D vitamini eksikliğine bağlı olarak ortaya çıkabilecek bazı önemli semptomlara şu şekilde değinebiliriz;
D vitamini eksikliği birçok hastalığa ortam hazırlayabilir. Bu sebepli D vitaminin vücutta istenilen düzeylerde olması önem teşkil eder. Özellikle günümüz çalışma koşullarını göz önünde bulundurduğumuzda, güneşe yeteri kadar maruz kalmama ve yetersiz beslenmeye bağlı D vitamini eksikliği oldukça yaygın olarak görülmektedir.
D vitamini eksikliğinde özellikle büyüme ve gelişmede gerilik dikkat çekmektedir. Yine D vitamini eksikliğine bağlı olarak; cilt yaralarının geç iyileşmesi, aşırı terleme, kilo vermede güçlük, sık enfeksiyon geçirme ve sürekli üşüme gibi durumlar yaygın olarak gözlenmektedir.
Hamilelik döneminde yeteri kadar D vitaminin alınması, hem anne hem de çocuk için ayrıca önem teşkil etmektedir. Anne karnındaki çocuğun gelişimi anneye direkt bağlı olduğundan, bu dönemde D vitamini oranına dikkat edilmelidir.
Hamilelikte D vitaminin eksik dozlarda alınması, bebek üzerinde kalıcı hasarlara yol açabilmektedir. Anne ve bebeklerde D vitamini eksikliğine bağlı olarak, kas zayıflığı, kemiklerde yumuşama ve bebeklerde diş çıkarma ile ilgili sıkıntılar meydana gelebilir.

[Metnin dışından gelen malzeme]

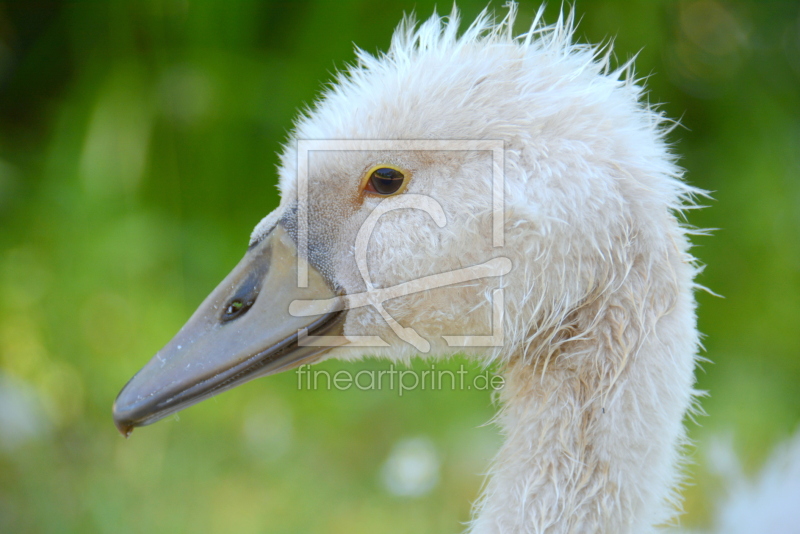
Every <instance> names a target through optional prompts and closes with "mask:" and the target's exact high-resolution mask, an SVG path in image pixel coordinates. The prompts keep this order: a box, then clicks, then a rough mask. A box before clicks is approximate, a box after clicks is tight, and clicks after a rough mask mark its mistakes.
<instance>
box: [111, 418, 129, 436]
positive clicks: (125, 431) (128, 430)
mask: <svg viewBox="0 0 800 534" xmlns="http://www.w3.org/2000/svg"><path fill="white" fill-rule="evenodd" d="M114 424H115V425H116V427H117V430H119V433H120V434H122V436H123V437H124V438H125V439H127V438H129V437H131V434H133V425H129V424H126V423H119V422H116V421H115V423H114Z"/></svg>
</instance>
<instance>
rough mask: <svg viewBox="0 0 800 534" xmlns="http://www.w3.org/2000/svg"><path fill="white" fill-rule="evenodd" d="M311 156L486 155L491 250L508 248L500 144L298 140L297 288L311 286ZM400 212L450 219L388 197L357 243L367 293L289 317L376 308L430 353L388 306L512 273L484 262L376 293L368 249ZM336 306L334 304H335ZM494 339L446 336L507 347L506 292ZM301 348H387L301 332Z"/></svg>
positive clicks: (416, 194)
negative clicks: (370, 264) (308, 261)
mask: <svg viewBox="0 0 800 534" xmlns="http://www.w3.org/2000/svg"><path fill="white" fill-rule="evenodd" d="M313 151H345V152H346V151H359V152H361V151H462V152H468V151H473V152H474V151H482V152H490V153H491V156H492V193H491V206H492V246H493V247H494V248H500V247H502V246H503V244H504V223H505V215H504V191H505V174H504V165H505V154H504V145H503V141H502V140H299V141H298V150H297V157H298V166H297V169H298V171H297V174H298V176H297V178H298V180H297V183H298V189H297V196H298V209H297V216H298V219H297V226H298V232H297V236H298V237H297V247H298V250H299V251H300V254H298V266H297V284H298V287H307V286H308V264H307V263H306V261H305V260H304V259H303V258H307V257H308V216H309V208H308V188H309V175H308V172H309V156H310V153H311V152H313ZM398 209H418V210H422V211H424V212H426V213H427V214H428V215H430V217H431V218H432V219H433V221H434V222H435V223H436V224H437V225H438V226H439V227H440V228H442V227H444V226H445V224H446V222H447V218H446V216H445V213H444V209H443V208H442V205H441V204H440V203H439V202H438V201H437V200H436V199H434V198H432V197H430V196H427V195H419V194H411V193H404V194H400V195H397V196H390V197H386V198H384V199H382V200H381V202H380V204H378V206H377V207H376V208H375V209H374V210H373V211H372V213H370V215H369V216H368V217H367V219H366V220H365V221H364V223H363V224H362V225H361V228H360V229H359V231H358V234H357V236H356V242H355V259H356V265H357V266H358V270H359V273H360V274H361V277H362V279H363V281H364V284H365V286H366V291H364V292H362V293H358V294H349V295H347V296H346V297H347V298H346V299H340V298H338V297H337V298H336V299H322V300H296V301H294V302H292V304H291V305H290V307H289V313H290V314H292V315H293V316H295V317H304V316H314V315H321V314H324V313H327V312H328V311H329V310H331V309H333V308H334V307H338V308H339V309H353V308H358V307H362V306H373V307H374V308H375V309H376V310H377V311H378V313H380V315H381V317H383V319H384V321H386V323H387V324H388V325H389V327H390V328H391V329H392V331H394V333H395V334H396V335H397V336H398V337H399V338H400V339H402V340H403V341H405V342H407V343H409V344H411V345H412V346H414V348H416V349H417V350H418V351H420V352H423V353H427V352H428V351H429V350H430V342H429V341H428V340H426V339H425V338H423V337H422V336H420V335H419V333H418V332H417V331H416V330H414V329H413V328H411V327H404V326H402V325H400V324H399V323H398V322H397V321H396V320H395V319H394V317H392V316H391V315H390V314H389V313H388V312H387V311H386V309H385V308H384V306H383V303H384V302H385V301H387V300H391V299H394V298H398V297H401V296H405V295H409V294H412V293H418V292H422V291H427V290H430V289H436V288H441V287H446V286H450V285H454V284H463V283H465V282H469V281H474V280H478V279H482V278H489V277H500V276H503V275H505V274H508V273H509V272H510V271H511V269H512V264H511V260H510V259H508V258H507V257H502V256H501V257H495V258H492V259H490V260H488V261H486V262H483V263H480V264H477V265H472V266H470V267H465V268H462V269H456V270H453V271H448V272H443V273H439V274H435V275H431V276H424V277H421V278H418V279H416V280H409V281H406V282H404V283H401V284H398V285H395V286H391V287H385V288H376V287H374V285H373V283H372V277H371V276H370V273H369V269H368V267H367V246H368V244H369V240H370V237H371V236H372V232H373V230H374V229H375V227H376V225H377V223H378V220H379V219H380V217H381V216H382V215H384V214H386V213H388V212H390V211H394V210H398ZM334 301H336V302H334ZM491 305H492V327H491V328H492V333H491V335H488V336H487V335H460V336H457V335H451V336H442V338H443V339H444V340H445V342H446V343H447V345H448V346H450V347H499V346H502V345H503V342H504V333H503V289H502V288H499V289H495V290H494V291H493V292H492V299H491ZM298 344H299V345H300V346H317V347H327V346H342V345H348V346H360V347H387V346H389V344H388V343H387V342H386V341H385V340H383V339H382V338H381V337H379V336H346V337H345V336H310V335H308V330H307V329H300V330H299V331H298Z"/></svg>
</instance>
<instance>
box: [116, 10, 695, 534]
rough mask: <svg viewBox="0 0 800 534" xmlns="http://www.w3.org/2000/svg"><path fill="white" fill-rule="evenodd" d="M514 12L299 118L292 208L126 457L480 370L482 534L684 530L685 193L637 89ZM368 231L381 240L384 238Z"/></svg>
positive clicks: (198, 342)
mask: <svg viewBox="0 0 800 534" xmlns="http://www.w3.org/2000/svg"><path fill="white" fill-rule="evenodd" d="M515 12H516V6H515V5H514V4H510V7H509V10H508V13H507V15H506V16H505V17H504V18H503V20H502V21H500V22H494V21H493V19H492V17H491V16H490V15H489V14H487V12H485V11H484V13H483V14H481V15H480V16H479V17H478V18H477V19H476V20H475V21H474V22H472V24H471V25H469V27H468V28H467V29H466V30H465V31H464V32H463V33H461V34H459V33H458V28H459V17H458V11H457V10H455V9H454V11H453V12H452V13H451V14H450V15H449V17H439V16H436V15H434V16H433V17H432V18H430V19H429V20H427V21H426V22H424V23H422V24H420V25H417V24H416V23H415V22H413V21H412V20H410V19H407V20H405V21H404V22H403V23H401V24H400V26H399V27H398V29H397V30H396V32H395V33H394V36H393V38H392V42H391V46H390V48H389V51H388V52H386V53H385V54H379V55H371V54H369V53H367V52H364V51H363V50H357V52H356V54H357V60H356V62H355V64H354V65H352V66H350V67H349V68H348V69H347V70H346V71H345V72H343V73H341V74H339V75H338V76H337V78H336V81H335V83H334V84H333V85H332V86H331V87H330V88H328V89H327V90H325V92H324V93H323V94H322V96H321V97H320V98H319V100H318V101H317V102H316V104H315V105H314V107H313V108H312V109H310V110H309V111H307V112H306V113H304V114H302V115H301V116H300V117H299V119H298V120H297V122H296V123H295V128H294V130H293V132H292V135H291V138H290V139H289V141H288V142H287V143H286V145H285V147H284V150H283V153H282V156H281V165H280V168H279V182H280V190H281V198H282V200H281V203H280V205H279V207H278V208H277V209H276V210H275V211H273V212H272V213H270V214H269V215H267V216H266V218H265V219H264V220H263V221H261V223H259V224H258V226H257V227H256V228H255V230H254V231H253V233H252V236H251V238H250V245H249V248H248V249H247V252H246V254H245V255H244V258H243V259H242V260H241V262H240V263H239V264H238V265H237V266H236V267H235V268H234V269H233V271H232V272H231V273H230V274H229V275H228V277H227V278H225V279H224V280H223V281H222V283H221V284H220V285H219V286H218V287H217V288H216V289H215V290H214V291H213V292H212V293H211V294H210V296H209V297H208V298H207V299H206V300H205V301H204V302H203V303H202V304H201V305H200V307H199V309H198V310H197V311H196V312H195V314H194V315H193V316H192V317H191V318H190V319H189V321H188V322H187V323H186V325H185V326H184V327H183V329H181V330H180V332H178V334H177V335H176V336H175V338H174V339H173V340H172V341H170V342H169V343H168V344H167V345H166V346H165V347H164V348H163V349H162V350H161V351H159V352H158V353H157V354H156V355H155V357H154V358H153V359H152V360H151V361H150V362H149V363H148V364H146V365H145V366H144V368H143V369H142V370H141V371H139V373H138V374H137V375H136V376H134V377H133V378H132V379H131V380H130V382H128V384H127V385H126V386H125V388H124V389H123V390H122V391H121V392H120V394H119V396H118V397H117V399H116V402H115V404H114V419H115V422H116V425H117V427H118V428H119V429H120V431H121V432H122V433H124V434H126V435H127V434H129V433H130V432H131V430H132V429H133V428H134V427H136V426H143V425H147V424H150V423H153V422H155V421H157V420H159V419H162V418H163V417H165V416H167V415H169V414H172V413H174V412H177V411H178V410H181V409H183V408H186V407H187V406H190V405H192V404H194V403H197V402H199V401H201V400H203V399H207V398H209V397H211V396H213V395H216V394H217V393H220V392H222V391H225V390H228V389H230V388H233V387H235V386H237V385H239V384H242V383H244V382H247V381H249V380H252V379H254V378H257V377H260V376H265V375H269V374H273V373H276V372H280V371H285V370H287V369H292V368H295V367H297V366H300V365H304V364H310V363H314V362H316V361H319V360H320V359H323V358H339V359H342V360H355V359H359V358H362V357H365V356H377V357H383V358H388V359H391V360H393V361H401V362H407V361H408V360H409V359H410V358H411V357H413V356H416V355H419V354H425V355H428V356H429V357H430V358H444V357H448V356H451V355H454V354H464V355H467V356H468V357H473V358H475V359H479V360H481V361H483V362H487V363H492V364H495V365H496V366H497V367H498V369H499V370H500V372H501V373H502V374H503V376H504V379H505V387H504V388H503V389H502V390H501V391H500V393H499V404H500V412H499V414H498V418H497V420H498V423H499V426H500V428H501V431H502V434H503V437H504V443H503V445H502V447H501V448H500V451H499V453H498V455H497V457H496V459H495V461H494V464H493V466H492V469H491V472H490V478H489V480H488V482H487V484H486V487H485V489H484V491H483V494H482V496H481V497H480V499H479V501H478V503H477V504H476V507H475V517H474V519H473V521H472V523H471V524H470V527H469V530H470V532H472V533H473V534H483V533H522V532H531V533H533V532H536V533H545V532H547V533H557V532H575V533H590V532H605V533H614V534H622V533H629V532H635V533H642V532H650V531H651V530H653V529H654V528H655V525H659V524H663V523H665V522H667V521H669V520H670V519H671V518H672V517H673V516H674V515H675V513H676V508H677V502H678V501H679V498H678V495H677V493H676V486H677V484H678V483H679V482H680V474H679V464H680V460H681V452H680V451H681V447H682V445H683V444H684V443H685V441H686V434H685V429H684V425H683V419H684V416H685V415H686V414H687V412H688V411H689V410H690V409H691V407H692V403H693V399H694V396H695V391H694V389H693V385H694V382H695V379H694V368H695V362H696V354H697V350H698V333H697V330H696V318H695V299H694V296H693V290H694V288H695V284H694V282H693V279H694V277H695V275H696V273H697V272H698V268H697V266H696V263H695V261H694V259H693V257H692V256H691V255H690V253H689V248H690V243H689V240H688V237H687V236H688V234H689V233H690V230H689V229H687V227H686V226H685V225H683V224H682V223H681V212H682V210H683V209H685V208H687V207H689V206H691V205H693V201H692V198H693V196H694V195H696V194H702V191H699V190H697V189H694V188H692V187H691V186H689V185H687V184H686V183H685V182H684V181H683V179H682V171H681V169H680V168H679V167H678V166H677V165H676V163H675V157H674V155H673V154H671V152H670V149H669V146H668V143H667V142H666V141H665V135H666V132H667V131H668V130H669V127H670V125H671V124H672V123H671V122H670V121H668V120H667V119H665V118H664V117H663V116H662V114H661V113H659V112H658V111H657V110H655V109H653V108H652V107H651V106H649V105H648V104H647V102H646V101H645V98H644V94H645V93H644V90H643V88H642V86H641V85H639V84H638V83H637V81H636V80H634V79H633V76H632V74H631V67H630V65H629V64H626V65H624V66H622V67H620V68H617V69H614V68H612V67H610V63H609V61H610V60H609V55H610V51H609V49H608V48H598V47H594V46H589V45H583V44H575V43H574V42H573V40H572V35H573V22H572V17H570V16H565V17H563V18H561V19H560V20H559V22H558V23H556V24H555V25H551V26H545V25H543V24H542V23H541V15H542V11H541V10H540V11H539V15H538V16H537V17H536V18H535V20H534V22H533V24H532V25H531V26H530V29H529V30H528V31H527V32H525V33H523V34H522V35H520V36H515V35H514V34H513V31H512V26H513V24H514V19H515ZM365 229H366V230H365Z"/></svg>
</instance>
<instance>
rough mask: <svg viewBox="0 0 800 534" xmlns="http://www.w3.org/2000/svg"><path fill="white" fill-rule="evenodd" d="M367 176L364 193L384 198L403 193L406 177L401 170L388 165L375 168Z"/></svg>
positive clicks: (405, 180)
mask: <svg viewBox="0 0 800 534" xmlns="http://www.w3.org/2000/svg"><path fill="white" fill-rule="evenodd" d="M367 176H368V178H367V183H366V184H365V185H364V191H366V192H368V193H374V194H377V195H382V196H389V195H394V194H396V193H398V192H400V191H402V189H403V185H405V182H406V175H405V174H404V173H403V172H402V171H401V170H399V169H396V168H394V167H389V166H387V165H381V166H379V167H373V168H372V169H371V170H370V172H369V173H368V174H367Z"/></svg>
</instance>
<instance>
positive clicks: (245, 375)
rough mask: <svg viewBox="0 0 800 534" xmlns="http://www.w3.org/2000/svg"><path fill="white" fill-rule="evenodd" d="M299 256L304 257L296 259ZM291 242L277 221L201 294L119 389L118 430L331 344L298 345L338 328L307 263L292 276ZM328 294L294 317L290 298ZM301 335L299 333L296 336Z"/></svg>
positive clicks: (217, 392) (310, 296)
mask: <svg viewBox="0 0 800 534" xmlns="http://www.w3.org/2000/svg"><path fill="white" fill-rule="evenodd" d="M300 261H304V260H300ZM297 266H298V257H297V249H296V246H295V244H294V242H293V241H292V239H291V238H290V237H289V235H288V234H287V232H286V230H285V229H284V228H283V227H282V226H281V225H278V226H276V227H275V229H274V230H273V231H272V232H271V233H270V234H269V235H268V236H266V237H265V238H264V239H263V240H262V241H260V242H259V243H258V244H256V245H253V246H252V247H250V249H249V250H248V251H247V253H246V254H245V256H244V258H243V259H242V261H240V262H239V264H238V265H237V266H236V267H235V268H234V269H233V271H232V272H231V273H230V274H229V275H228V276H227V278H225V280H223V281H222V283H221V284H220V285H219V286H218V287H217V288H216V289H215V290H214V291H213V292H212V293H211V295H209V296H208V298H206V300H205V301H204V302H203V303H202V304H201V305H200V307H199V308H198V309H197V311H196V312H195V313H194V315H192V317H191V318H190V319H189V321H188V322H187V323H186V325H185V326H184V327H183V328H182V329H181V330H180V331H179V332H178V334H177V335H176V336H175V337H174V338H173V340H172V341H170V342H169V343H168V344H167V345H166V346H165V347H164V348H163V349H161V350H160V351H159V352H158V353H157V354H156V355H155V357H153V359H152V360H150V362H148V363H147V365H145V366H144V368H142V370H141V371H139V372H138V373H137V374H136V375H135V376H134V377H133V378H132V379H131V380H130V381H129V382H128V383H127V384H126V385H125V387H124V388H123V389H122V391H121V392H120V394H119V395H118V396H117V399H116V401H115V402H114V423H115V424H116V425H117V428H118V429H119V431H120V432H121V433H122V434H124V435H126V436H127V435H129V434H130V433H131V432H132V431H133V428H134V427H136V426H143V425H148V424H150V423H154V422H156V421H158V420H159V419H162V418H164V417H166V416H168V415H170V414H173V413H175V412H177V411H179V410H182V409H184V408H187V407H189V406H191V405H193V404H196V403H198V402H200V401H202V400H204V399H207V398H209V397H212V396H214V395H217V394H218V393H222V392H223V391H226V390H228V389H231V388H233V387H236V386H238V385H239V384H243V383H244V382H248V381H250V380H253V379H254V378H258V377H261V376H266V375H270V374H274V373H278V372H281V371H285V370H287V369H291V368H294V367H297V366H300V365H303V364H306V363H311V362H313V361H316V360H317V359H318V358H319V357H320V356H321V354H322V353H323V352H325V351H326V350H328V349H330V347H319V346H303V342H302V339H303V335H302V334H307V335H310V336H319V335H323V334H328V335H341V333H342V324H343V322H344V312H343V311H341V310H342V305H341V301H340V299H339V298H337V294H336V292H335V291H334V290H333V289H331V287H330V285H329V284H328V283H327V282H326V281H325V279H324V278H323V277H322V275H321V274H319V272H317V271H316V270H315V269H314V268H313V267H311V266H308V287H304V288H299V287H297V286H298V283H297ZM309 299H314V300H323V299H331V300H330V301H329V302H330V303H331V304H330V305H329V306H328V309H327V310H322V312H323V313H321V314H320V315H315V316H311V317H294V316H292V314H290V313H289V305H290V304H291V303H292V302H293V301H294V300H309ZM299 338H300V339H299Z"/></svg>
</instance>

D vitaminin ana kaynağı olarak güneş ışığına değindik. Özellikle yeterince gün ışığına maruziyet D vitamini eksikliğinin kapatılması bakımından önem teşkil eder. Bununla birlikte, D vitamini takviyeleri de tedavi açısından önemli görülmektedir.
Kişinin yaşı ve ihtiyacına göre alınacak D vitamini dozunun ilgili hekim tarafından belirlenmesi önemlidir. Enjeksiyon veya ağız yoluyla D vitamini takviyeleri alınabilmektedir. Ayrıca D vitamini takviyelerinin yağ içeren yemeklerle birlikte alınması da tavsiye edilir.
D vitamini eksikliğinden korunmanın en etkili yollarından birinin, D vitamini takviyeleri ve çeşitli vitaminlerin düzenli olarak alınması olduğu bilinmektedir. Güneş ışığına yeteri kadar maruz kalmakta önemli bir gerekliliktir.
Güneş ışığından yeteri kadar D vitamininin sağlanamadığı durumlarda besin takviyesi yoluyla D vitamini ihtiyacı desteklenebilir. D vitamini eksikliğinin ortaya çıkaracağı olumsuz sonuçların bilincinde olmak korunma yöntemleri açısından birincil unsur olarak karşımıza çıkmaktadır.